- Education: California Polytechnic State University University of Texas at Austin
- Scientific career
- Workplaces: Texas A&M University Lawrence Livermore National Laboratory

= Kristen Maitland =

Kristen Carlson Maitland is an associate professor at Texas A&M University. She develops optical instrumentation for the detection and diagnosis of diseases, including infection and cancer. She has served on the Board of Directors of SPIE.

== Education and early career ==
Maitland grew up in California. She attended the Exploratorium as a child, and became interested in the creative science exhibits. At the time a new rollercoaster was being developed, and Maitland stepped in to help fix it. One of the Exploratorium employees asked if she was an engineering student. She had arthroscopic surgery as a teenager which made her interested in optics. She studied electrical engineering at the California Polytechnic State University, where she earned her bachelor's and master's degrees. She moved to the University of Texas at Austin for her doctoral studies, and earned her PhD in 2006. After completing her graduate studies, she joined the Lawrence Livermore National Laboratory as a staff scientist. She joined the faculty at Texas A&M University in 2008.

== Research ==
Maitland works on the early detection of cancers and tuberculosis using multi-modal optical imaging. This involves fluorescence-lifetime imaging microscopy for initial guidance and reflectance confocal microscopy for the detection of cellular changes. The fluorescence signals can be detected from outside the body or through optical fibres. She is interested in the miniaturisation of these devices to increase the scanning speed and depth.

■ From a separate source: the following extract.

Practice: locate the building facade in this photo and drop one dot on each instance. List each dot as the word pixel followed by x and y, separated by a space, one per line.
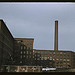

For the detection of bacterial infection Maitland uses optical fibres to excited near-infrared optical reporters inside the lung. Fluorescence signals are monitored outside the lungs and used to quantify the levels of bacterial infection. The fibres use a diffuse fibre excitation source that allows them to get closer to pathogens in the lungs, making high resolution imaging possible.

=== Awards and honours ===
Her awards and honours include;
- 2013 National Science Foundation CAREER Award
- 2019 William Keeler Memorial Award

She is a Fellow of SPIE and Institute of Electrical and Electronics Engineers. She was elected to the Board of Directors at SPIE in 2017. In 2019 Maitland was inducted into the American Institute for Medical and Biological Engineering College of Fellows.

=== Selected publications ===
Her publications include;

- Maitland, Kristen C. (2011). "Confocal Endomicroscopy: Instrumentation and Medical Applications"
- Maitland, Kristen C. (2005). "In vivo fiber-optic confocal reflectance microscope with an injection-molded plastic miniature objective lens"
- Maitland, Kristen C. (2008). "In vivo imaging of oral neoplasia using a miniaturized fiber optic confocal reflectance microscope"

Maitland serves on the editorial board of the Journal of Biomedical Optics.